This work addresses the limitations of existing deep image clustering methods, which often overlook the impact of learning strategies on robustness and rely solely on distances to cluster centers for assignment, thereby accumulating errors. To overcome these issues, the authors propose a novel deep clustering framework that integrates curriculum learning with density-aware mechanisms. Specifically, they introduce density-based curriculum learning into image clustering for the first time, leveraging data density to design an adaptive learning pace and replacing conventional cluster centers with density cores to guide sample assignment. This approach significantly enhances clustering robustness and convergence speed, consistently outperforming state-of-the-art methods across multiple benchmark datasets while demonstrating strong adaptability to variations in data scale, number of categories, and image content.

Image clustering is one of the crucial techniques in multimedia analytics and knowledge discovery. Recently, the Deep clustering method (DC), characterized by its ability to perform feature learning and cluster assignment jointly, surpasses the performance of traditional ones on image data. However, existing methods rarely consider the role of model learning strategies in improving the robustness and performance of clustering complex image data.
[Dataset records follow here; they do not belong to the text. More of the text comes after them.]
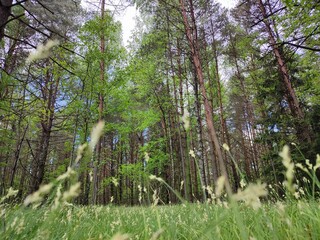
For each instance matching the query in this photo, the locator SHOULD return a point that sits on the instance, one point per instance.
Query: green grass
(295, 220)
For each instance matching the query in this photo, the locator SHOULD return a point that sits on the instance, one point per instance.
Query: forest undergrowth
(256, 211)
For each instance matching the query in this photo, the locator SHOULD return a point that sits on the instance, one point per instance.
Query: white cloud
(128, 21)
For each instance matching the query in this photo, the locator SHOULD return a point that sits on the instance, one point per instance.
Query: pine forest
(200, 94)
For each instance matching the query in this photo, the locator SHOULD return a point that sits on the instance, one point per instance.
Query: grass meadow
(291, 220)
(256, 211)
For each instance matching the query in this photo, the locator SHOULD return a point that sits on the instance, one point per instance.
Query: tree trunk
(296, 111)
(5, 11)
(208, 108)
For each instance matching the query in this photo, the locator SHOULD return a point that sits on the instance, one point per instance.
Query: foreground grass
(296, 220)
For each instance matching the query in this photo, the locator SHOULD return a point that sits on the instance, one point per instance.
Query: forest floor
(278, 220)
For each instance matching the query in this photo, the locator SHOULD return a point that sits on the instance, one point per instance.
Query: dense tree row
(196, 77)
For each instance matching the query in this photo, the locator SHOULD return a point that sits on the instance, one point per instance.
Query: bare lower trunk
(191, 36)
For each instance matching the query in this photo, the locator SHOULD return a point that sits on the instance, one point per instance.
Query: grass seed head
(96, 134)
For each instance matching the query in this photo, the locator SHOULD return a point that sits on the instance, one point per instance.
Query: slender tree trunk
(5, 11)
(296, 111)
(208, 108)
(101, 108)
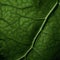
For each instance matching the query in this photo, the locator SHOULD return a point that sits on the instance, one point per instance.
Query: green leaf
(29, 29)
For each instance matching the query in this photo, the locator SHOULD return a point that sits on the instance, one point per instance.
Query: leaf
(24, 23)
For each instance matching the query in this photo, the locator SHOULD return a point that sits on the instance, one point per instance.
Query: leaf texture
(29, 29)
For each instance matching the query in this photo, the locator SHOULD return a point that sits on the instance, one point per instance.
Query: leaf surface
(21, 22)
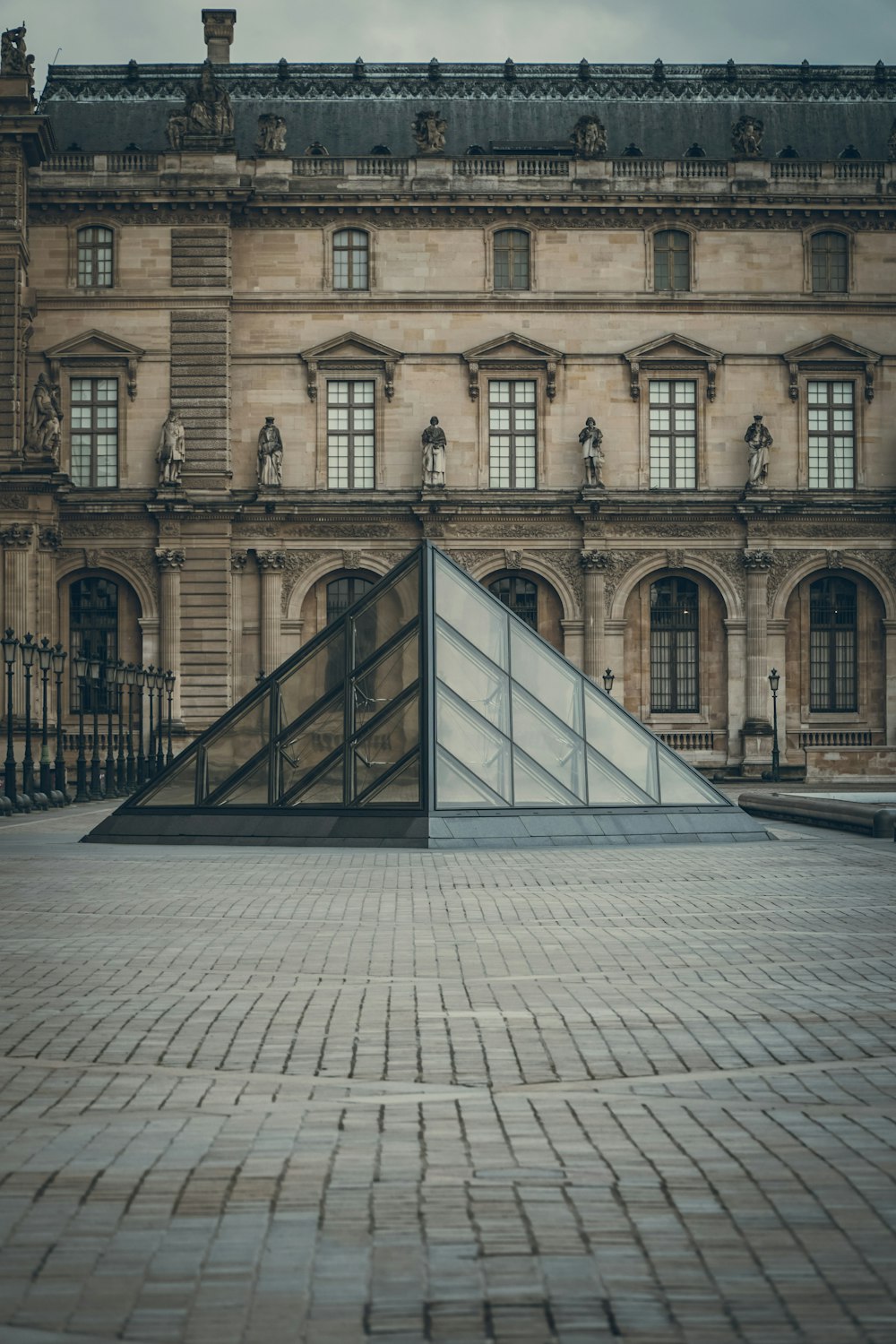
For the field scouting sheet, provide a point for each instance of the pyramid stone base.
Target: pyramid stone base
(471, 830)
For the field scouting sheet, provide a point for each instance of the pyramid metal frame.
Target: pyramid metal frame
(347, 796)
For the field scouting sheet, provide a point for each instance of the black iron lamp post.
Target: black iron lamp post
(59, 668)
(140, 682)
(774, 679)
(121, 785)
(80, 666)
(27, 650)
(131, 682)
(10, 645)
(96, 781)
(45, 663)
(169, 688)
(109, 679)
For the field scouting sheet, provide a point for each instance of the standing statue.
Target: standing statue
(759, 441)
(171, 453)
(435, 445)
(43, 427)
(592, 459)
(271, 456)
(429, 132)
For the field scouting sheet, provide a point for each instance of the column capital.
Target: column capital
(169, 558)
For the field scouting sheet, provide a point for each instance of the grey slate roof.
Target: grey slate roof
(818, 110)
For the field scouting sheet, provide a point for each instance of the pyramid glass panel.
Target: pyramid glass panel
(478, 745)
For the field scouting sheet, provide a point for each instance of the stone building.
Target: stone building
(354, 249)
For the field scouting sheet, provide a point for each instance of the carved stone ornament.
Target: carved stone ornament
(429, 132)
(271, 134)
(745, 136)
(589, 139)
(169, 558)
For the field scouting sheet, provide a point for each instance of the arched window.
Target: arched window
(831, 645)
(675, 683)
(351, 260)
(521, 596)
(93, 631)
(94, 257)
(672, 260)
(511, 258)
(829, 263)
(341, 593)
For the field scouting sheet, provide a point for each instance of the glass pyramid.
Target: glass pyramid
(425, 704)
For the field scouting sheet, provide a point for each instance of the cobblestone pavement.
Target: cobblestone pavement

Furthermore, most approaches rely solely on point-to-point distances to cluster centers for partitioning the latent representations, resulting in error accumulation throughout the iterative process. In this paper, we propose a robust image clustering method (IDCL) which, to our knowledge for the first time, introduces a model training strategy using density information into image clustering. Specifically, we design a curriculum learning scheme grounded in the density information of input data, with a more reasonable learning pace. Moreover, we employ the density core rather than the individual cluster center to guide the cluster assignment. Finally, extensive comparisons with state-of-the-art clustering approaches on benchmark datasets demonstrate the superiority of the proposed method, including robustness, rapid convergence, and flexibility in terms of data scale, number of clusters, and image context.